A Renders of the initial form II (MET:InlB₃₂₁)₂ complex model (Sema and PSI domain of MET in silver cartoon and IPT1 domain in red cartoon; InlB in blue cartoon. Water, ions, and glycans not shown for clarity). B RMSD time series of the form II (MET:InlB₃₂₁)₂ complex model replicas calculated with respect to the first frame. C Representative assemblies of the two different dimer interfaces explored during the simulations (InlB₃₂₁ in cyan cartoon, MET in silver cartoon, positive side chains in blue, negative side chains in red). Replica 1 explored a broader dimer interface (black frame), while Replica 3 explored a more compact one (blue frame; water, ions, and glycans not shown for clarity). D Render of the proposed antisymmetric dimer structure (explored by R3, compact dimer interface) showing top view (top panel) and side view (bottom panel) (water, ions, and glycans not shown for clarity). Source data are provided as a Source Data file.

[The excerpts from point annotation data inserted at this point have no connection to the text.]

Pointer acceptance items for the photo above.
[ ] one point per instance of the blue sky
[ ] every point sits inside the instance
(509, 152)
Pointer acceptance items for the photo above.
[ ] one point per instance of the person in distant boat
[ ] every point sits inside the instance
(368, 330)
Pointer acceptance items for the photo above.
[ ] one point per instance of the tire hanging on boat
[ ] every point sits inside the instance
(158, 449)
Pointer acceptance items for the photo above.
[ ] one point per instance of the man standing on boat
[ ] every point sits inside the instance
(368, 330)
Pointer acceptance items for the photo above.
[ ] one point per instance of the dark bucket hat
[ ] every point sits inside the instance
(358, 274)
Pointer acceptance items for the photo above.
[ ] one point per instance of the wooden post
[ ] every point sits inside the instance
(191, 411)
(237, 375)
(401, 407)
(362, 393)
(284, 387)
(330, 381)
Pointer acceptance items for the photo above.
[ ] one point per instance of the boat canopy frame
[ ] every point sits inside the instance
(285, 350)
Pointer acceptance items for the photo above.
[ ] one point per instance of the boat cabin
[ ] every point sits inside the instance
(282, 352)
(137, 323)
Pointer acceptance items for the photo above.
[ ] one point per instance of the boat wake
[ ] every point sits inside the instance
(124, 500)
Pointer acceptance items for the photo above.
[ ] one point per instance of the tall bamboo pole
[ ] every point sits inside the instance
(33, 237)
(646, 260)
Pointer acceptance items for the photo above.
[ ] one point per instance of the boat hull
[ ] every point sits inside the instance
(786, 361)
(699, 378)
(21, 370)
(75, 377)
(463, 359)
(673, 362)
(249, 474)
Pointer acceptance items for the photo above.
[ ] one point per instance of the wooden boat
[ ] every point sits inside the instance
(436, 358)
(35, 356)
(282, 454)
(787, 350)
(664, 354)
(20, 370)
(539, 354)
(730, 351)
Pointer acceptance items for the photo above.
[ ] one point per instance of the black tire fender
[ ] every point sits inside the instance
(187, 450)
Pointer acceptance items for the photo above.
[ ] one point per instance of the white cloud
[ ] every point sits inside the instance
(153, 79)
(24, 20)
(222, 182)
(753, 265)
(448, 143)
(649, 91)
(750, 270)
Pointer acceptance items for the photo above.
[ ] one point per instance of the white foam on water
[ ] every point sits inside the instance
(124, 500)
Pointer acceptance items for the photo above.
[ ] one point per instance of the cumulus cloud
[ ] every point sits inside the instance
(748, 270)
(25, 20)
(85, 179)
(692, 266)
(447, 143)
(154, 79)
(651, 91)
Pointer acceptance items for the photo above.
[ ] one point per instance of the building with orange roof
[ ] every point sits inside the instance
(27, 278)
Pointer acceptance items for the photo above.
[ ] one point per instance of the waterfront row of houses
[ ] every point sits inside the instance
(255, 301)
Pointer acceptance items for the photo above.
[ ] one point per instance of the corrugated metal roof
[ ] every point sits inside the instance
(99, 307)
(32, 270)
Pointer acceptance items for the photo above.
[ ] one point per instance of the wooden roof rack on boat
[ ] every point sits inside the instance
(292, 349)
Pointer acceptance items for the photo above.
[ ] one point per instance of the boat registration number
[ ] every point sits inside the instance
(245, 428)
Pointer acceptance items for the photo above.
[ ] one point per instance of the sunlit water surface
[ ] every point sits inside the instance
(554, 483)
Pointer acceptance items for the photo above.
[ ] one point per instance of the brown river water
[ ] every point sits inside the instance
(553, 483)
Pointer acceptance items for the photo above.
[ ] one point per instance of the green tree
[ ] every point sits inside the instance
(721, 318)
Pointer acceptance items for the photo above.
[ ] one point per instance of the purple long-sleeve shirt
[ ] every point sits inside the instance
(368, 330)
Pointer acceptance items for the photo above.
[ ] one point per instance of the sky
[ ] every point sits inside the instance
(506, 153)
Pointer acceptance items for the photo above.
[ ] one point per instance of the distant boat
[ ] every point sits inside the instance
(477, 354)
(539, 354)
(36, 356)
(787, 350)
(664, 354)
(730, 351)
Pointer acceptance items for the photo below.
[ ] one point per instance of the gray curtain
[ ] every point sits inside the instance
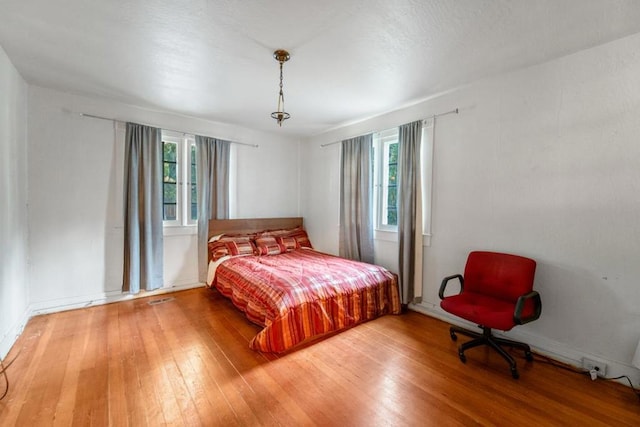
(143, 250)
(213, 191)
(409, 212)
(356, 226)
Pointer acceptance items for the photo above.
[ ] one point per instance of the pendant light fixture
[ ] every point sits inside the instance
(280, 115)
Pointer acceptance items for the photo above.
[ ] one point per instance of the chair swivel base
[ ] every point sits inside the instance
(487, 338)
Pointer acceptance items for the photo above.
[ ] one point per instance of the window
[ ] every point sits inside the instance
(180, 201)
(385, 179)
(385, 167)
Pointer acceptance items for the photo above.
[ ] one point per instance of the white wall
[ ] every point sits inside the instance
(542, 162)
(75, 215)
(14, 296)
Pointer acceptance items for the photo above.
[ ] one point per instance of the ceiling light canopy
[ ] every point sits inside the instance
(280, 115)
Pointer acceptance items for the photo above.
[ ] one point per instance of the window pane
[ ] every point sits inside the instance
(170, 172)
(392, 197)
(393, 153)
(170, 212)
(169, 193)
(393, 171)
(170, 151)
(194, 211)
(392, 216)
(194, 202)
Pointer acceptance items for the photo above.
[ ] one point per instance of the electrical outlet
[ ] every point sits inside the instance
(596, 365)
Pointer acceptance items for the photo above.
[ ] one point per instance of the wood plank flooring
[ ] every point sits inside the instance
(187, 362)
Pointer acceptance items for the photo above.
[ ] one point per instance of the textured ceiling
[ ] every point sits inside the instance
(350, 59)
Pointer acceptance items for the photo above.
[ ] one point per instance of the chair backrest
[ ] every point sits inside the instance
(499, 275)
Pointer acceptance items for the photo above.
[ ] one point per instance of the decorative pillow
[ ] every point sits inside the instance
(238, 245)
(269, 246)
(289, 243)
(217, 250)
(283, 237)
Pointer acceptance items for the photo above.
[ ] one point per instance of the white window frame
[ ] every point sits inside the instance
(381, 141)
(183, 173)
(426, 174)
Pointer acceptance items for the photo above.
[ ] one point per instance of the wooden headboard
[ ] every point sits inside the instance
(251, 225)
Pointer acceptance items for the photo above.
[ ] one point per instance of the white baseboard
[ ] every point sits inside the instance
(7, 341)
(541, 345)
(72, 303)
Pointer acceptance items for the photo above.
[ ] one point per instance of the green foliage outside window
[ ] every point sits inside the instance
(392, 188)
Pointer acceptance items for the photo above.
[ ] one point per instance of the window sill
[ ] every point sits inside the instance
(186, 230)
(392, 236)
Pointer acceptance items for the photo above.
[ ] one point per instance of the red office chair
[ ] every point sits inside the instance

Fig. 6. Mechanistic model of MET receptor activation upon InlB binding.

In the ligand-free state, the ectodomain of MET shows pronounced flexibility, while the binding of InlB stabilizes an extended conformation. The extended conformation facilitates the association of two MET:InlB complexes to form the signaling-active (MET:InlB)₂ complex.